Il habite un cottage qui n’est point sans prétentions. C’est une blanche maison suspendue à mi-côte dans une anse que forme la rivière : elle est entourée d’arbres et d’une luxuriante végétation, qui contraste agréablement avec l’aspect sauvage de la chute.

De l’autre côté, on voit s’élever en amphithéâtre l’Église et le groupe de maisons dont fait partie celle du Docteur. Les terres que Charles et ce dernier avaient commencé à cultiver, sont maintenant confiées à des fermiers que surveillent Jacques Lebrun et l’oncle Charlot. Ce qui n’empêche pas Jean Guilbault, dans les loisirs que lui laisse sa profession, de travailler lui-même comme deux bons habitans. L’hiver, il se permet de fréquentes et lointaines excursions. Il chasse dans les bois avec le premier venu, le lièvre, le castor, le caribou, le chevreuil ou l’orignal. C’est le seul chagrin qu’il cause à sa femme.
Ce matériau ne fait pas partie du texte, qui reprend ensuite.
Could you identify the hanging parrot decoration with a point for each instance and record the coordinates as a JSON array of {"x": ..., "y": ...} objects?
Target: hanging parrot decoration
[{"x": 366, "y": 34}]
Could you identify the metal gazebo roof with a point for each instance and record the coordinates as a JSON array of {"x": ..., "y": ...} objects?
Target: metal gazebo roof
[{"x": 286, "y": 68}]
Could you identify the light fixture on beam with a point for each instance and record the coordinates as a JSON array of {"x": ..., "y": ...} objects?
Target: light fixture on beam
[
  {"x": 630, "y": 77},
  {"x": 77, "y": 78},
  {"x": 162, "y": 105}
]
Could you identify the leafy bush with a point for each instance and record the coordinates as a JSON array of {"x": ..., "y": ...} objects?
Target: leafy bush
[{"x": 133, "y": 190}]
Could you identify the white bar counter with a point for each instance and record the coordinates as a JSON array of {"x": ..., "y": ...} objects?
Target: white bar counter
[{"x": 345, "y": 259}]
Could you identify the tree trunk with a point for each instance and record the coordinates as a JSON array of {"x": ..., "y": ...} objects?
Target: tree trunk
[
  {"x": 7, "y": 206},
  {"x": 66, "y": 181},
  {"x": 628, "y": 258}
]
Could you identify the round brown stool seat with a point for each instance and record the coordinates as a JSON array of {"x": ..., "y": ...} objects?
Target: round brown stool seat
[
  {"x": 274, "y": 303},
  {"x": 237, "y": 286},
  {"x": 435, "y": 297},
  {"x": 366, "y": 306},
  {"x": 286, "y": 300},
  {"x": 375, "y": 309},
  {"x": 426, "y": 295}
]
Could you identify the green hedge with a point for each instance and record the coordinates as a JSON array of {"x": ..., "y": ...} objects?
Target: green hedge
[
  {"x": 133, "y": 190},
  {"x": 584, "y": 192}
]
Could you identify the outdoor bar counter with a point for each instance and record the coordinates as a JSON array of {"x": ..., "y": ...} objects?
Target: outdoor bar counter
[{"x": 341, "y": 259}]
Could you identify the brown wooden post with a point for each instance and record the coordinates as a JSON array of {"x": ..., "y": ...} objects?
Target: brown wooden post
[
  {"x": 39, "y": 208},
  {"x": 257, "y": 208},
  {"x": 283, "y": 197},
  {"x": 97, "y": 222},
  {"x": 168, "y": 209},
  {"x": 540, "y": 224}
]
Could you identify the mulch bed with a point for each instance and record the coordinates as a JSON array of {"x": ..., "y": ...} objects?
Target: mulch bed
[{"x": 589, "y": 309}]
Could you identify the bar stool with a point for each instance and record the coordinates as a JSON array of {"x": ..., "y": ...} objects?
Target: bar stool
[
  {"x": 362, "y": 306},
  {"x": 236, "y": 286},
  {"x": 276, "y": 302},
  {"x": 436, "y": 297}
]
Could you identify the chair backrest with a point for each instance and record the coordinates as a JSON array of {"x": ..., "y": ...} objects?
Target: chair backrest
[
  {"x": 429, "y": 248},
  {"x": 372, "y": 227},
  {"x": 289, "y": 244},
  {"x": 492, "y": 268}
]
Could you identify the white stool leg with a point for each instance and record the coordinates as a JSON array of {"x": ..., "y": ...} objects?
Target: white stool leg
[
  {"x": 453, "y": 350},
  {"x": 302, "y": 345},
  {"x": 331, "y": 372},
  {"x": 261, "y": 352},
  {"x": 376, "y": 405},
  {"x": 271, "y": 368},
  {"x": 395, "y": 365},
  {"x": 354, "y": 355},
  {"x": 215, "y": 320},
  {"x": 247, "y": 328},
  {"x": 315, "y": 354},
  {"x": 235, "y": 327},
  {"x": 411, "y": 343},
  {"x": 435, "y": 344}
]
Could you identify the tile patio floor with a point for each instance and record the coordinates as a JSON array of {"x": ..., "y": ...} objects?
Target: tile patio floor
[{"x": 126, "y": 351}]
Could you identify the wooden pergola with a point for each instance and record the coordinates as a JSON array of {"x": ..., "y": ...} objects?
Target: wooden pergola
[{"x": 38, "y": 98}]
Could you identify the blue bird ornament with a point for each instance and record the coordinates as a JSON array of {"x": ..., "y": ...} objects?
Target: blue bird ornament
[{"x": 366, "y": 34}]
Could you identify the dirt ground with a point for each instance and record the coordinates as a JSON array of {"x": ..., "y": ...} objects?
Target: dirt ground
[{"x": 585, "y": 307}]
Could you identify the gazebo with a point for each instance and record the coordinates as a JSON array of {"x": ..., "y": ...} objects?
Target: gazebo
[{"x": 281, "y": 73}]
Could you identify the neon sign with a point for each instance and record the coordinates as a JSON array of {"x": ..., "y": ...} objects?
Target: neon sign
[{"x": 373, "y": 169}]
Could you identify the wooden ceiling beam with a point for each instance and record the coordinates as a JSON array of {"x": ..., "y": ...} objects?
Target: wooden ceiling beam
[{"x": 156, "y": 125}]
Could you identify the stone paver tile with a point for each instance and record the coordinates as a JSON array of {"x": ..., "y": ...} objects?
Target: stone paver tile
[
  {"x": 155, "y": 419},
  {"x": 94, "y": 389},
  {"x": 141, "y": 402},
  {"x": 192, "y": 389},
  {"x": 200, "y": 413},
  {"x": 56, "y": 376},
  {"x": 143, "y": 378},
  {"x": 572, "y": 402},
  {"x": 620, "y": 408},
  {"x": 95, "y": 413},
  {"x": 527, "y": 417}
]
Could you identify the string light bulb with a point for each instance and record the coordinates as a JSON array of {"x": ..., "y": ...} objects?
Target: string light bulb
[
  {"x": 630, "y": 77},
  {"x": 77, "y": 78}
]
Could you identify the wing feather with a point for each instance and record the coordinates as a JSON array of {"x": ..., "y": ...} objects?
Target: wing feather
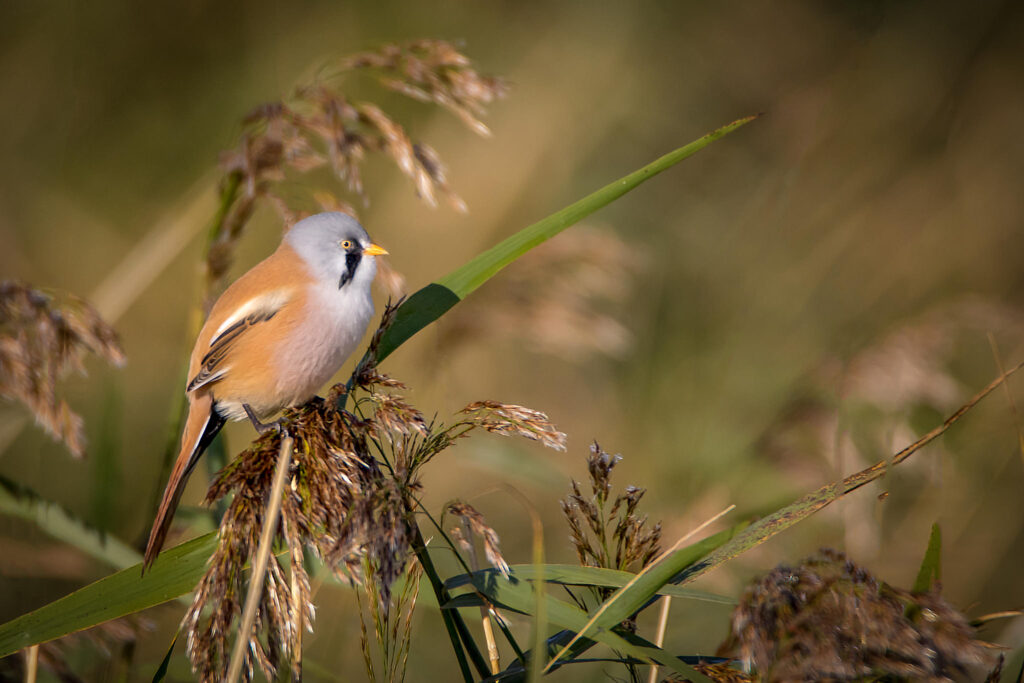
[{"x": 212, "y": 368}]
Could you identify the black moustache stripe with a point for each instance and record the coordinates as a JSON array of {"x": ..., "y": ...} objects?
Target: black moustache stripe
[{"x": 351, "y": 263}]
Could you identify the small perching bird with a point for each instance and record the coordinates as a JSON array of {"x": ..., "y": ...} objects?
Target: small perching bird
[{"x": 273, "y": 338}]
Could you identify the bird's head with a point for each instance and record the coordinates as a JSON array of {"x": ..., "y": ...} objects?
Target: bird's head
[{"x": 337, "y": 249}]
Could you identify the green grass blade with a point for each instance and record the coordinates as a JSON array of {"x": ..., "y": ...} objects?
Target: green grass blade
[
  {"x": 166, "y": 662},
  {"x": 521, "y": 597},
  {"x": 931, "y": 567},
  {"x": 174, "y": 573},
  {"x": 433, "y": 300},
  {"x": 573, "y": 574},
  {"x": 18, "y": 501}
]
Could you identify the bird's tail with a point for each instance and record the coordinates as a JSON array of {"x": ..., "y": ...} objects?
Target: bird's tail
[{"x": 202, "y": 425}]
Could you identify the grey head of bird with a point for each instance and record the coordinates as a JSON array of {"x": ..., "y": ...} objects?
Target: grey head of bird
[{"x": 336, "y": 249}]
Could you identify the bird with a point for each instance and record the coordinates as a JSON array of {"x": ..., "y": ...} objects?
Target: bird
[{"x": 272, "y": 339}]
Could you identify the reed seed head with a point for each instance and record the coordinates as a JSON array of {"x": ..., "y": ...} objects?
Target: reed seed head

Une de ces parties de chasse a failli lui être fatale. C’était en 1837. Il avait annoncé une absence de trois semaines, qui lui permit de se rendre à St. Eustache. Il s’y battit comme un brave, ne manquant jamais un ennemi quand une fois il l’avait ajusté. Il fut assez heureux pour se tirer sans accident de cette bagarre. Il ne s’en est pas beaucoup vanté, et quoiqu’il ait depuis reconnu la folie de cette expédition, il n’a pas étourdi l’univers du bruit de son repentir. Il tient pour fait ce qu’il a fait, et ne conserve point de rancune aux chefs du mouvement, des risques qu’il a courus de son plein gré.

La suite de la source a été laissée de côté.